The sadness..................









I've told you about the joy embedded in the landscape and people of Ireland, now I need to tell you about the polar opposite, an all pervading feeling that is just as powerful........... the sadness. There is a sense of melancholy if you scratch the surface in Dublin. The "Celtic Tiger" that held so much promise of a better life, has been caged by the GFC (Global Financial Crisis), before it could truly roar. Cranes are being pulled down, the unemployment rate has leaped to 12%, government appointments have been frozen and the optimism that a few years ago was pushing the economy along, has all but gone (or so I was told by all of the cab drivers I spoke to, and these are the guys who know). Despite all of this, the Irish people I met, still have a aura of "it can only get better" about them and I guess this is because their history is painted with shattered dreams.

I had read much about the terrible famine of 1845-1850 that resulted in half of the Irish population either dying from starvation or emigrating to America, Australia, Canada and other "new world" countries in search of a better life. I thought I was prepared for the mark that this (and all of the other assaults that had been made on the country throughout it's history) would have made on the landscape of the country, but my first encounters in Dublin took me by surprise.
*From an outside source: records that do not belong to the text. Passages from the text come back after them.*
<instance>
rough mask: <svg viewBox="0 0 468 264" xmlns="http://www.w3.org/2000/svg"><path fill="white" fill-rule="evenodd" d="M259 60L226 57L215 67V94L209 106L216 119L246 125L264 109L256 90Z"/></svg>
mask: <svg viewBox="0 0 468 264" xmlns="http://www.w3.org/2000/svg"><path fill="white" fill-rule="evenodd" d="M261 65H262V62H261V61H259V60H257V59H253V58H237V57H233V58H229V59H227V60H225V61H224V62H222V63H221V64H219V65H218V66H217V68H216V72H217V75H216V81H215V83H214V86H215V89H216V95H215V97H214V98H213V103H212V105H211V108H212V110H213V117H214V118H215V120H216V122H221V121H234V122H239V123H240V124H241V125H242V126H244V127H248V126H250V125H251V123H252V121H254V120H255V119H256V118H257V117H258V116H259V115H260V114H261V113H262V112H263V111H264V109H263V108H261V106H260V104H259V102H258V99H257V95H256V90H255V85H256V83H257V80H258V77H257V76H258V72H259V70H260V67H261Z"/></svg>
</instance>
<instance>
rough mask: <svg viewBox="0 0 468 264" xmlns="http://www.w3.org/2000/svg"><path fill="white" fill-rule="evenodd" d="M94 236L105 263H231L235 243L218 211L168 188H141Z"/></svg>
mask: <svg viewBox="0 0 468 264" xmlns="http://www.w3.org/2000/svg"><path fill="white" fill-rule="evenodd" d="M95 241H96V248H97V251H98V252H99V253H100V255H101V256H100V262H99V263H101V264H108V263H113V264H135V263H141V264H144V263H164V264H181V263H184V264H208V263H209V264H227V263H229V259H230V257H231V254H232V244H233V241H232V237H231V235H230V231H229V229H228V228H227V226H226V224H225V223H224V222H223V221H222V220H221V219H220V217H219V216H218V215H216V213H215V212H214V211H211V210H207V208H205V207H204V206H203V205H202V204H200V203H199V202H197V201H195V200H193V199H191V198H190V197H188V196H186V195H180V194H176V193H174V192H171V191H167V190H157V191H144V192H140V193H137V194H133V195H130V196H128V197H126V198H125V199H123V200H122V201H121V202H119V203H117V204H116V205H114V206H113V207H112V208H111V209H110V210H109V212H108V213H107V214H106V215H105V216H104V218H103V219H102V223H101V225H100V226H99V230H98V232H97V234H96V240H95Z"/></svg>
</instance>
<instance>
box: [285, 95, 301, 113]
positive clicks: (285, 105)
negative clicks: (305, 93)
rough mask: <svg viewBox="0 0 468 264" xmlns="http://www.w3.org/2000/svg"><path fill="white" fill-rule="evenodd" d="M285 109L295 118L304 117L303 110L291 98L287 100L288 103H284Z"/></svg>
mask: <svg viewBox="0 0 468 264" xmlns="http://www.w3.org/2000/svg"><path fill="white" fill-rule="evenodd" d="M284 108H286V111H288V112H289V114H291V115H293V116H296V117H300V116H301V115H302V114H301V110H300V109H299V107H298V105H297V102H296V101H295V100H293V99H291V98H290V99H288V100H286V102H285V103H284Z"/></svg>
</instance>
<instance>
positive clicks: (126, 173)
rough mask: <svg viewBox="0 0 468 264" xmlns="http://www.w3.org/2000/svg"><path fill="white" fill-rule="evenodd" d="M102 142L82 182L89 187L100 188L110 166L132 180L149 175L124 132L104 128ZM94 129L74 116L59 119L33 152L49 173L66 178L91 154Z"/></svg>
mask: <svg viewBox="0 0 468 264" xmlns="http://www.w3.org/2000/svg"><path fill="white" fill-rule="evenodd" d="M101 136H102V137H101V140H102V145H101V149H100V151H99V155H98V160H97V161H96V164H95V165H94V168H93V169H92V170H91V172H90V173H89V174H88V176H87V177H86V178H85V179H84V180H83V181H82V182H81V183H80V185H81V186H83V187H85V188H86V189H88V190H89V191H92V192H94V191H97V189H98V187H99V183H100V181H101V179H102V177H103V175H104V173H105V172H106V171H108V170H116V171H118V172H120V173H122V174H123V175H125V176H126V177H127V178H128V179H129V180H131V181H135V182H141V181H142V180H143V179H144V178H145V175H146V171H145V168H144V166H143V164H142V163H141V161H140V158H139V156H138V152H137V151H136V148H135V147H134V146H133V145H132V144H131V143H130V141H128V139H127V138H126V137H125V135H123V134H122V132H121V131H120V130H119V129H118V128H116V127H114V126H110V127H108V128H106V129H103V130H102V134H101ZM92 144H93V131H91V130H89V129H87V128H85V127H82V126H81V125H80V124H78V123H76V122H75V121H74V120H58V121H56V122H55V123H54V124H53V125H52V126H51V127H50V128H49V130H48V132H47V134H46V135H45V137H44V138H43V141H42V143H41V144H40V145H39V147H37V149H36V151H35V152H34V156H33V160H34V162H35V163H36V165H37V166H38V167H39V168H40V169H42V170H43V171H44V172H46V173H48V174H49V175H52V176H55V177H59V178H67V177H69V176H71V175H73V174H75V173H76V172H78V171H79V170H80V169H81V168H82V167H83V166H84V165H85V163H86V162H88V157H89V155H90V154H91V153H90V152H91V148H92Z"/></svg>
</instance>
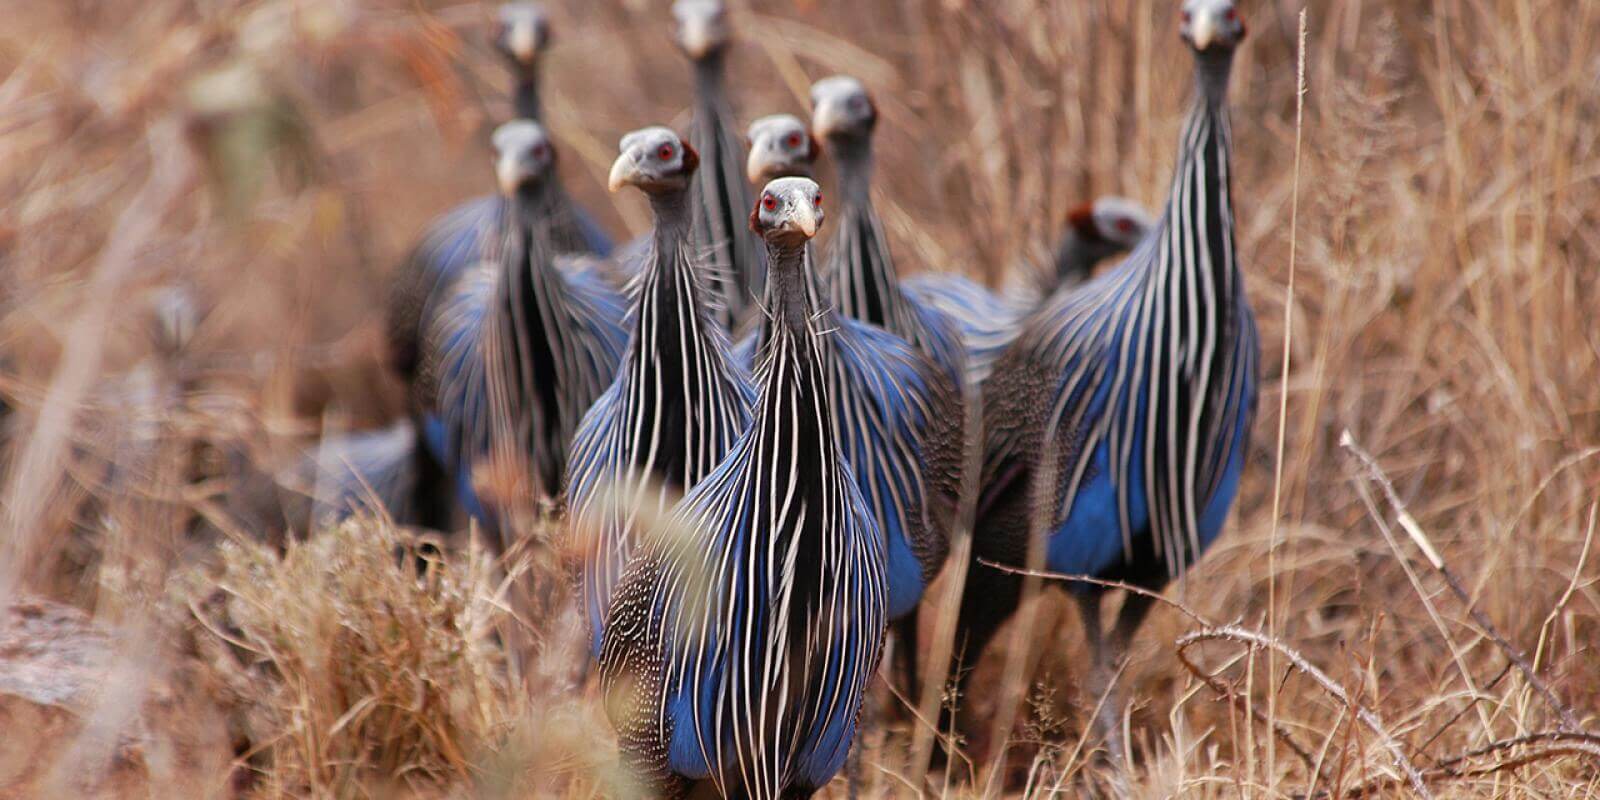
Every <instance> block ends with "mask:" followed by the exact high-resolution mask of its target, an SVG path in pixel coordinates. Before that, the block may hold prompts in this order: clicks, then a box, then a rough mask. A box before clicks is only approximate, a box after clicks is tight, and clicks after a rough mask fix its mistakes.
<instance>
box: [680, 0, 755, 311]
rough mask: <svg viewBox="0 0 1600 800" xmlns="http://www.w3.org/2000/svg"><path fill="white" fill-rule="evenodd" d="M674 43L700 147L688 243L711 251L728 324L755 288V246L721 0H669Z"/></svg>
mask: <svg viewBox="0 0 1600 800" xmlns="http://www.w3.org/2000/svg"><path fill="white" fill-rule="evenodd" d="M672 16H674V19H675V21H677V38H678V46H680V48H683V53H685V54H686V56H688V58H690V61H691V62H693V64H694V114H693V117H691V120H690V146H691V147H694V149H696V150H698V152H699V155H701V168H699V170H698V171H696V173H694V187H693V189H691V197H693V200H694V205H696V206H698V210H699V213H698V214H696V216H694V243H696V245H698V246H699V248H701V251H702V253H706V254H707V258H709V259H710V277H712V278H714V282H715V283H714V288H715V290H717V293H718V294H720V296H722V298H723V302H726V310H725V315H723V322H725V325H726V326H728V328H730V330H731V328H733V326H734V325H736V323H738V320H739V318H742V317H744V310H746V309H747V307H749V306H750V304H752V302H754V301H755V298H757V296H758V294H757V293H758V291H760V288H762V280H763V278H762V272H763V270H765V266H763V261H762V246H760V242H758V240H757V238H755V235H754V234H750V230H749V229H747V227H746V224H744V218H746V214H747V213H749V210H750V189H749V186H747V184H746V182H744V144H742V142H741V141H739V134H738V130H739V128H738V123H736V122H734V115H733V102H731V101H730V99H728V66H726V61H728V46H730V40H731V27H730V24H728V10H726V8H725V6H723V3H722V0H678V2H677V3H672Z"/></svg>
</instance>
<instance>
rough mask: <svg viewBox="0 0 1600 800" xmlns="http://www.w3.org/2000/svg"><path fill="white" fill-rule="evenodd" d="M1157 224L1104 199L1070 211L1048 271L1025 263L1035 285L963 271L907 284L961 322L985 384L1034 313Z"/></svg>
mask: <svg viewBox="0 0 1600 800" xmlns="http://www.w3.org/2000/svg"><path fill="white" fill-rule="evenodd" d="M1152 224H1154V221H1152V219H1150V216H1149V213H1146V211H1144V210H1142V208H1141V206H1139V205H1138V203H1134V202H1131V200H1125V198H1120V197H1101V198H1098V200H1094V203H1091V205H1082V206H1077V208H1074V210H1072V211H1070V213H1069V214H1067V224H1066V226H1064V232H1062V234H1061V238H1059V240H1058V243H1056V248H1054V253H1053V254H1051V264H1050V267H1048V269H1038V267H1024V272H1034V274H1035V275H1037V277H1035V280H1034V283H1032V285H1014V286H1010V288H1008V290H1005V291H992V290H989V288H987V286H981V285H979V283H976V282H973V280H971V278H968V277H965V275H960V274H954V272H923V274H920V275H912V277H909V278H906V280H904V282H901V286H902V288H904V290H906V293H907V294H910V296H912V298H915V299H917V301H920V302H922V304H925V306H931V307H936V309H939V310H942V312H944V314H946V315H949V317H950V318H954V320H957V323H958V325H960V330H962V341H963V342H965V344H966V373H968V378H970V379H971V381H973V382H979V384H981V382H982V381H986V379H987V378H989V373H990V371H992V370H994V362H995V358H998V357H1000V354H1002V352H1003V350H1005V347H1006V346H1008V344H1011V339H1013V338H1014V336H1016V333H1018V331H1019V330H1021V328H1022V322H1024V318H1026V317H1027V315H1029V314H1032V312H1034V310H1035V309H1037V307H1038V306H1042V304H1043V302H1046V301H1048V299H1050V298H1051V296H1054V294H1056V293H1059V291H1070V290H1074V288H1077V286H1078V285H1082V283H1083V282H1086V280H1088V278H1090V275H1091V274H1093V270H1094V266H1096V264H1098V262H1101V261H1104V259H1107V258H1112V256H1118V254H1122V253H1126V251H1128V250H1131V248H1133V246H1134V245H1138V243H1139V242H1141V240H1142V238H1144V237H1146V234H1147V232H1149V230H1150V227H1152Z"/></svg>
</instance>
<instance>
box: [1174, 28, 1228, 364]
mask: <svg viewBox="0 0 1600 800" xmlns="http://www.w3.org/2000/svg"><path fill="white" fill-rule="evenodd" d="M1230 67H1232V53H1227V51H1222V53H1210V51H1208V53H1200V54H1197V56H1195V82H1197V93H1195V102H1194V106H1192V107H1190V110H1189V118H1187V120H1186V123H1184V130H1182V146H1181V150H1179V157H1178V170H1176V171H1174V174H1173V186H1171V192H1170V195H1168V200H1166V214H1165V218H1163V224H1162V243H1160V254H1162V258H1160V259H1157V274H1155V285H1157V286H1162V294H1163V296H1165V299H1166V302H1168V304H1171V306H1173V307H1176V317H1174V320H1176V323H1179V325H1182V323H1187V322H1192V320H1197V318H1216V320H1218V328H1216V330H1218V331H1221V333H1229V331H1230V330H1234V328H1235V326H1234V325H1232V323H1234V322H1235V315H1237V310H1238V306H1240V302H1242V301H1243V277H1242V274H1240V269H1238V259H1237V254H1235V248H1234V200H1232V189H1230V186H1232V162H1230V152H1232V130H1230V126H1229V118H1227V80H1229V69H1230Z"/></svg>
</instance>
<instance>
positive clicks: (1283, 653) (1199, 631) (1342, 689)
mask: <svg viewBox="0 0 1600 800" xmlns="http://www.w3.org/2000/svg"><path fill="white" fill-rule="evenodd" d="M1200 642H1238V643H1243V645H1248V646H1251V648H1261V650H1272V651H1275V653H1278V654H1280V656H1283V658H1285V659H1286V661H1288V662H1290V664H1291V666H1293V667H1294V669H1298V670H1301V672H1302V674H1304V675H1306V677H1309V678H1310V680H1312V682H1315V683H1317V685H1318V686H1322V690H1323V691H1326V693H1328V694H1333V696H1334V698H1338V699H1339V702H1342V704H1346V706H1347V707H1349V709H1350V710H1354V712H1355V718H1357V720H1360V722H1362V725H1366V728H1368V730H1371V731H1373V733H1376V734H1378V738H1379V739H1381V741H1382V744H1384V749H1387V750H1389V757H1390V758H1392V760H1394V763H1395V766H1397V768H1398V770H1400V771H1402V773H1403V774H1405V778H1406V781H1408V782H1410V784H1411V789H1413V790H1414V792H1416V794H1418V795H1421V797H1432V794H1430V792H1429V790H1427V781H1426V779H1424V778H1422V771H1421V770H1418V768H1416V765H1413V763H1411V758H1410V757H1408V755H1406V754H1405V750H1403V749H1402V747H1400V742H1398V741H1395V738H1394V734H1390V733H1389V730H1387V728H1386V726H1384V722H1382V720H1381V718H1379V717H1378V715H1376V714H1374V712H1373V710H1371V709H1368V707H1365V706H1362V704H1358V702H1355V698H1352V696H1350V693H1349V691H1346V690H1344V686H1341V685H1339V683H1338V682H1334V680H1333V678H1331V677H1328V674H1326V672H1323V670H1322V669H1318V667H1317V666H1315V664H1312V662H1310V661H1307V659H1306V658H1304V656H1301V654H1299V653H1298V651H1294V650H1291V648H1290V646H1288V645H1285V643H1282V642H1278V640H1277V638H1274V637H1269V635H1264V634H1261V632H1258V630H1250V629H1245V627H1238V626H1216V627H1211V629H1206V630H1194V632H1189V634H1184V635H1181V637H1178V643H1176V646H1178V659H1179V661H1181V662H1182V664H1184V669H1187V670H1189V672H1192V674H1195V675H1198V674H1200V672H1202V670H1200V669H1198V666H1197V664H1194V662H1192V661H1190V659H1189V656H1187V650H1189V648H1190V646H1194V645H1197V643H1200Z"/></svg>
The Famine Memorial on the banks of the Liffey, is one of the most poignant memorials I have ever seen. The sculptures of starving people, dressed in rags wandering aimlessly along the river make your heart ache (or they did mine). I had the same feeling when I visited Kilmainham Prison, originally a debtor's prison where you can still see records of people (including children) imprisoned for stealing food to survive. This is also where the republican heroes of the 1798, 1803, 1848, 1867 and 1915 uprisings were imprisoned (and many of them executed). The last prisoner to be released from here before the prison was finally closed in 1924 was Eamon de Valera, who later became president of the republic.

I always find old prisons sad and melancholy places but believe we need to remind ourselves of how previous generations struggled to create a better life for us, no matter where we are from.

Once on the open road, Phil and I travelled through much lush and fertile land. The stuff of myth, the green rolling hills of the "emerald isle", but then as we headed north west the landscape changed and with it the energy of the place. We travelled through progressively more rugged, desolate and cold landscapes covered in huge boulders, rocks and mountains. The lakes were huge, cold and black. The air was thick with melancholy as we drove from Delphi thru the Doo Lough Valley, the landscape telling the story of the 600 starving people who had walked this path from Louisburgh to Delphi Lodge in 1849, hoping to get some food from their landlord, only to be turned away. On the walk back 200 people died of starvation and exhaustion along the way and the spirits of those poor souls are tangible as you sit on the rocks by the freezing water of the lough, looking towards the black clouds encasing the mountains. There is a sadness here that makes your heart feel as heavy as the boulders that lie all around. This is a harsh and unforgiving land. It is cold, dark and lonely. I can't imagine how those remaining poor people didn't simply die from the despair that must have enveloped them as they walked this path amid friends and relatives who died one by one alongside them. Phil and I stayed here for some time, lost in our own thoughts. For me, I just let my heart ache and hoped that in some way the souls of those starving victims of an unjust world, may gain some small comfort from my remembering them. Before we left we both placed a small rock at the base of the Memorial Cross at the side of the road, alongside the rocks placed there by other travellers who had driven this dark path (by design or by accident) and who, like us, had felt moved to leave a little piece of something to acknowledge the power of the place and the strength of the people.

There are lots of monuments in Ireland to the victims of war and famine, not least of which is the amazing "Coffin Ship" sculpture at the foot of Croach Patrick, that commemorates the thousands of starving people who embarked on long, treacherous journeys over the sea in search of a better life in the mid 1800's when the famine was at its height. But for me, the most poignant memorials are the multiple deserted stone cottages that sit in this lonely landscape as stark reminders of the pain and hopelessness of the people who once lived there. Broken down, no rooves, ivy creeping in between the stones that once made up the walls that protected the family who lived within. It's not hard to imagine the desperation these people must have felt as they closed the door to their haven and took to the road hoping to find redemption from their hunger. Such a sad reminder of the invisibility of the poor, something we in the western world still seem to maintain to this day.